Tuesday, December 29, 2015

Now, you have to admit that this is a question that will twist the bawain just a bit.  Why? because if you subscribe to either Newtonian or Eisensteinian physics - your going to look at the question differently and therefore your answer is going to vary accordingly.

The question at hand is one that was posited on Slashdot

The question at hand was "How Big Was the Universe When it Was First Born?"  You would think "simple enough" at first blush, that was until it was time to actually answer.   My very first inclination was to answer like a good quantum particle man and answer "at the time of the big bang, the
structure that would come to be the universe was an infinitely small potential but still, calling it potential is really unfair.  Much as calling a Nuclear reaction, "potential" after the first control rod has been raised. Nothing has happened yet, but the release of a great amount of power is all but a given.
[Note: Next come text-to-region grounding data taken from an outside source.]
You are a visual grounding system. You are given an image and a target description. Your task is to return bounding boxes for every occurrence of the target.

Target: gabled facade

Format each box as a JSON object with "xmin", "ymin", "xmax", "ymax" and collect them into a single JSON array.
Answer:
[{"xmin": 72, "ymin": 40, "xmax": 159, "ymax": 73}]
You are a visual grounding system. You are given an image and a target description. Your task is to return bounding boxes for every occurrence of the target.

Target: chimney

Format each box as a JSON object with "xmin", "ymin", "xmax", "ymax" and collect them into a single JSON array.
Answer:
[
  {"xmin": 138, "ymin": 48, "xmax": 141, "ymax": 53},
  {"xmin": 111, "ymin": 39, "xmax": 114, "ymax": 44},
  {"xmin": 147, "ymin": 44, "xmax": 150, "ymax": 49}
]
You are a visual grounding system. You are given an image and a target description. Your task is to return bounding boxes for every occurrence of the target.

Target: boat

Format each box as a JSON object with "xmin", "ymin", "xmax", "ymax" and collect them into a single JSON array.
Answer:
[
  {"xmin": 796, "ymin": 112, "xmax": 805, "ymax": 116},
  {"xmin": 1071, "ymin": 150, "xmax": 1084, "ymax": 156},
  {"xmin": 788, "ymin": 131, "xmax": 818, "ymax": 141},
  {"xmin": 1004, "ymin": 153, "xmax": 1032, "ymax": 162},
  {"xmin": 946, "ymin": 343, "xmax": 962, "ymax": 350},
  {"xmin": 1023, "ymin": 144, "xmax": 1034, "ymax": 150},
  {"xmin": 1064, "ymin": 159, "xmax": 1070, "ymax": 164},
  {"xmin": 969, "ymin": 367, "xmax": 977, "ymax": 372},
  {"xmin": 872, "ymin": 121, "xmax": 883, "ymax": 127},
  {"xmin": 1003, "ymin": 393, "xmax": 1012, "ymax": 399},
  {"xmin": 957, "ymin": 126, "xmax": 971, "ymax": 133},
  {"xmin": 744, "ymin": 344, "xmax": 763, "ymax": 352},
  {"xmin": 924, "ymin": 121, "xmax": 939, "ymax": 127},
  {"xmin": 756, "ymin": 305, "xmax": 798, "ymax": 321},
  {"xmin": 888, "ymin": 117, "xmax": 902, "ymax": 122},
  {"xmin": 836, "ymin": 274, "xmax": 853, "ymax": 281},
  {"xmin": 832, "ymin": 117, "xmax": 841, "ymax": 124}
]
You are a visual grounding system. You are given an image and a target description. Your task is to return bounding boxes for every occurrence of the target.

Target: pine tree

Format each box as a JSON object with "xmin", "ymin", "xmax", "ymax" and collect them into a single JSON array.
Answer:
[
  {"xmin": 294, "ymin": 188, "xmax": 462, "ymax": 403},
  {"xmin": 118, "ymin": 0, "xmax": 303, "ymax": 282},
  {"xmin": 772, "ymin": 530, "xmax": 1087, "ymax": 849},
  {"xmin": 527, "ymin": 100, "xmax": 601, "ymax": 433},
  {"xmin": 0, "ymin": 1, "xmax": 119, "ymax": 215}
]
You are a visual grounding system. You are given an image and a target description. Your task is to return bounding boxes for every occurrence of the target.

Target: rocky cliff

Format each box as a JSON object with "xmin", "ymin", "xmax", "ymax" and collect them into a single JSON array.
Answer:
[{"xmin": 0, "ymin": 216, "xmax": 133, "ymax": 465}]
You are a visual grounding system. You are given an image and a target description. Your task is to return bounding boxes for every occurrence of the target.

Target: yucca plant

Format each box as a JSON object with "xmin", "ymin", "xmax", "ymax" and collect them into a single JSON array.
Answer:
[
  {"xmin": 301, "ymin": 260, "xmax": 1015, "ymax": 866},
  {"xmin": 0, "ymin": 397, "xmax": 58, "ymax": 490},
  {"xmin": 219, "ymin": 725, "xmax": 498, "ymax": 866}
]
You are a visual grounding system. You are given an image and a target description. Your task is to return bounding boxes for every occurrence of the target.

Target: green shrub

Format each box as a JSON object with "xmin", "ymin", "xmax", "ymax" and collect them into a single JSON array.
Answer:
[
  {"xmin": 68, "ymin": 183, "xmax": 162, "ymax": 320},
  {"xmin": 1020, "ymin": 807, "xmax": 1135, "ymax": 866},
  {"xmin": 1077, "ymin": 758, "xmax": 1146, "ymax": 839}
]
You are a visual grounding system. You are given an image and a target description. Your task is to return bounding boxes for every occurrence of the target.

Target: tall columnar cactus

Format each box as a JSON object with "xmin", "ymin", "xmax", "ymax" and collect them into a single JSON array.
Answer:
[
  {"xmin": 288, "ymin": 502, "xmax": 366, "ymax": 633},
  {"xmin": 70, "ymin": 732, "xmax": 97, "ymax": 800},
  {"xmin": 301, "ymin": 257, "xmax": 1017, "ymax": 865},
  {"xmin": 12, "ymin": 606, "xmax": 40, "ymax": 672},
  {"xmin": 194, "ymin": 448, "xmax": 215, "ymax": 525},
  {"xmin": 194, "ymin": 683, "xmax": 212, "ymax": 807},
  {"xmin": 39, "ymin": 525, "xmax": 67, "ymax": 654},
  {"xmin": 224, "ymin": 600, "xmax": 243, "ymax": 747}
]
So considering how everything tends to be relative, we know how far or the distance covered by a contemporary light year, but what of pre-big bang?

Why?  Well according to the article - traveling back from the big bang  to the very end of inflation and the start of the hot, dense state that scientists identify with as pre-Big Bang, and ask how  big would it be? (I really have to ask here if relativity can be brought into play. If we are asked about a definitive state, isn't that state relative?)  Depending on the particulars of when inflation came to an end, the answer is somewhere between the size of a soccer ball and the size of a city block, no smaller and no larger. 

But that would almost have to be relative to where you are making the observations and could you even make an observation outside?